In recent years, due to rapid population growth and the rapid development of township enterprises, Lianjiang has become severely polluted, and its irrigation and water supply functions have gradually been lost. Historically, Lianjiang was also an important waterway for transportation. Wooden boats could travel along the tributaries of Baikeng Lake into Chendian Town (陳店鎮), while small steamboats could travel 44 kilometers downstream from Chendian. To connect Lianjiang with the Rongjiang and Hanjiang rivers, the Miancheng Canal (棉城運河), in Teochew it is called Aokoi (後溪; Teochew: ao6 koi1 or hao6 koi1; lit. "Back Creek" or "Rear Stream") was built during the Ming Dynasty. This 7.5-kilometer-long canal connects Lianjiang and Niutianyang. This allowed ships to safely and quickly reach Jieyang and Haiyang without having to detour through international waters, bringing significant economic benefits.

=== Pollution control ===
In 1988, the then Chaoyang County government mobilized social forces and raised 5.0567 million yuan for the treatment of the Lianjiang River. Although this was a significant investment at the time, the process of treating the Lianjiang River, which had long been plagued by pollution, was extremely lengthy and arduous. In 1997, the river was included in the Guangdong Environmental Protection Bureau’s "Clean Water Project" (碧水工程計劃). In 2001, the Guangdong Provincial Government issued a Lianjiang River Basin Water Quality Protection Plan (練江流域水質保護), setting targets for pollutant control and water-quality improvement.

In April 2004, the Shantou Municipal Government formulated the "Implementation Plan for the Comprehensive Improvement Project of the Lian River Basin in Shantou City" (汕頭市練江流域綜合整治工程實施方案) to invest 1.943 billion yuan within 6 years to build 14 sewage treatment plants and 14 centralized landfills for domestic waste, so as to achieve full compliance with water quality standards in the Lian River. Between 2018 and 2020, in response to public concerns about insufficient progress in water quality management, provincial and local governments intensified their efforts. Monitoring data from early 2020 showed that the river's water quality had reached the Class V surface water standard.

== Governance Challenges ==
Because the Lian River flows through both Puning City and Shantou City, coordination across jurisdictions has been a recurring issue. Besides the mindset of the government and business owners, residents also commonly hold the idea that "others are already polluting so badly, what difference does it make if I'm one less." Garbage is often not disposed of at designated locations or times, and there are frequent instances of dumping and burning garbage along the banks of the Lian River.
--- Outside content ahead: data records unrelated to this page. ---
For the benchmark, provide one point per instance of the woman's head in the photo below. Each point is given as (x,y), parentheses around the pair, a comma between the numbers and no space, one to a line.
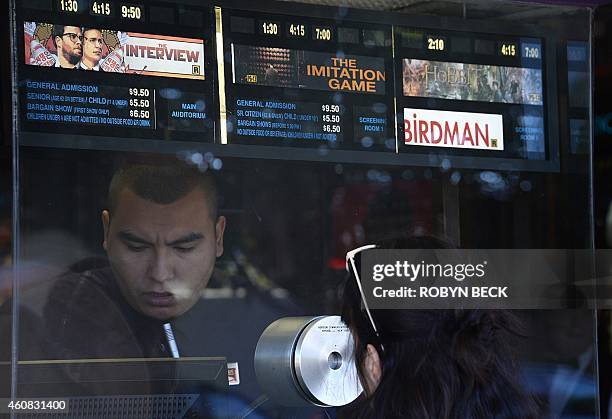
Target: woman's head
(435,363)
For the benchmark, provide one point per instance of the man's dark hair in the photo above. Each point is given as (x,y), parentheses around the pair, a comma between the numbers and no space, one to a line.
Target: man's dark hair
(162,185)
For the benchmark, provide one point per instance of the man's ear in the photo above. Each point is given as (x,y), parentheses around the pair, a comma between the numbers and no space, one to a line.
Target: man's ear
(372,369)
(219,230)
(106,227)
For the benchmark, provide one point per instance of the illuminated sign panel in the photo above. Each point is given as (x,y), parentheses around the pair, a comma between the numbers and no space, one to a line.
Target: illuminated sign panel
(470,95)
(310,70)
(94,73)
(473,82)
(285,87)
(321,84)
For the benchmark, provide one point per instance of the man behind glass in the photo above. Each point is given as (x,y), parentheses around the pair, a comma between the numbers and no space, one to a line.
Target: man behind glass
(162,236)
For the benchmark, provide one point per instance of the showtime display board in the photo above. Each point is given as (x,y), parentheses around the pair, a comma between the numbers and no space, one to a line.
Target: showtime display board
(308,82)
(471,94)
(104,68)
(280,80)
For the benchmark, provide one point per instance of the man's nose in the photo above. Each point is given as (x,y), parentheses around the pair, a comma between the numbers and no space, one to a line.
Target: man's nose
(161,269)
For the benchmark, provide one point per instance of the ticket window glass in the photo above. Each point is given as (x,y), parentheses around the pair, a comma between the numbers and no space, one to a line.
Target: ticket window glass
(306,168)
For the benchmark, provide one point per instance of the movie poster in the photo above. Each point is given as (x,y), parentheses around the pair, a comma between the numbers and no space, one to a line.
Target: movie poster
(282,67)
(97,49)
(477,82)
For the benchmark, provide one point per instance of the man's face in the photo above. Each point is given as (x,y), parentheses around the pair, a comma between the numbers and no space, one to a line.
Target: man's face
(70,44)
(162,255)
(93,41)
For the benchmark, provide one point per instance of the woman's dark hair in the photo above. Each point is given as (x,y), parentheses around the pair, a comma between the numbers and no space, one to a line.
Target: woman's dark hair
(443,364)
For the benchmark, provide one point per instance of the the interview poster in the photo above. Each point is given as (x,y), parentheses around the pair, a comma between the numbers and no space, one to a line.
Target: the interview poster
(97,49)
(287,68)
(477,82)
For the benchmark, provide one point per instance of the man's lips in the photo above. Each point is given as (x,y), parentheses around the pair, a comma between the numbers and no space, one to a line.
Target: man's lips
(159,299)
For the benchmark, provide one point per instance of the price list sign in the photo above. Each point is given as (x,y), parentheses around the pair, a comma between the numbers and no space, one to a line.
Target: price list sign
(308,82)
(103,106)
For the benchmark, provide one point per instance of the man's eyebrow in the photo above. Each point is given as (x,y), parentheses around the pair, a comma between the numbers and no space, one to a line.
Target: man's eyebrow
(131,237)
(191,237)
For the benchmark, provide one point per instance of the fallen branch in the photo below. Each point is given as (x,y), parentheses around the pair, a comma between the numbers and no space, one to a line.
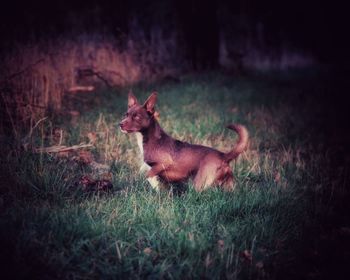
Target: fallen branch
(59,149)
(75,89)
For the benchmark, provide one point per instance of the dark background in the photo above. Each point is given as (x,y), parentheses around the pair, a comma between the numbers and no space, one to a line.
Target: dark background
(318,27)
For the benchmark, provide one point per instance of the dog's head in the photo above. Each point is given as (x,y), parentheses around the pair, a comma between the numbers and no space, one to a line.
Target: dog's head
(138,117)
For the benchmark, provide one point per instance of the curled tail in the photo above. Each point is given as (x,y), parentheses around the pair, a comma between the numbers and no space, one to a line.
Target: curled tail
(241,144)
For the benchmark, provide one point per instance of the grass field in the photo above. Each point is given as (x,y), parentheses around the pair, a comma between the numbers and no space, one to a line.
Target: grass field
(290,186)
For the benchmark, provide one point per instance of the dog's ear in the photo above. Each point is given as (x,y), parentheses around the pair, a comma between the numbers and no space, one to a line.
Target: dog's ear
(151,102)
(132,101)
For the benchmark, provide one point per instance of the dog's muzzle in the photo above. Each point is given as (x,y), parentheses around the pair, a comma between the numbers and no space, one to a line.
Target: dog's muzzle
(122,129)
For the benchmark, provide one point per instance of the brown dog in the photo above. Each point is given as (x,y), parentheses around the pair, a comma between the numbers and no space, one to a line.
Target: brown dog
(173,161)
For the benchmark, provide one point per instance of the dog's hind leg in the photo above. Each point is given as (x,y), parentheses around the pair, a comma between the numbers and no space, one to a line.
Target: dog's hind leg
(206,176)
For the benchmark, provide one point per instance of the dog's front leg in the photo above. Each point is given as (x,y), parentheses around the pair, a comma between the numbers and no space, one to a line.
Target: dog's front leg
(152,177)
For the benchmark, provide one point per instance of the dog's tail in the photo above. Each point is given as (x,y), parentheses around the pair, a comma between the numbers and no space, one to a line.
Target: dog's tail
(241,144)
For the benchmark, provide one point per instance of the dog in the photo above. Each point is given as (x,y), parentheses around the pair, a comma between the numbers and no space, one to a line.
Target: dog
(173,161)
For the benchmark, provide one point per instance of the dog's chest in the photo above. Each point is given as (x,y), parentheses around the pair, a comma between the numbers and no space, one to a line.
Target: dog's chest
(144,167)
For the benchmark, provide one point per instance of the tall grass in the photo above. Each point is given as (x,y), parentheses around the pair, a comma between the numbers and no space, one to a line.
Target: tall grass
(51,228)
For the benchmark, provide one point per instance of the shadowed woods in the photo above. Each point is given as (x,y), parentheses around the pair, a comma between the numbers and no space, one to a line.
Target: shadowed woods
(73,202)
(88,211)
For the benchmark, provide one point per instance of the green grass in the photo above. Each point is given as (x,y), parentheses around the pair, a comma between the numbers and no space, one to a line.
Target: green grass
(50,228)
Remediation requires substantial financial resources, and public awareness of environmental management in the basin has been identified as an area for continued improvement.

In a 2009 proposal, Wu Xiyan, a member of the Guangdong Provincial Committee of the Chinese People’s Political Consultative Conference (CPPCC) from Chaoyang, criticized the remediation of the Lianjiang as being largely superficial. He pointed out that local governments and relevant departments attached importance to the issue in words and on paper, but were lax in concrete action and implementation, often citing numerous difficulties and excuses. According to his proposal, many business operators had a weak sense of legal compliance, especially with respect to environmental impact assessment laws. A mentality of "taking chances" and "the law cannot punish everyone" persisted, and illegal discharges or the unauthorized installation of polluting production processes remained common despite repeated crackdowns.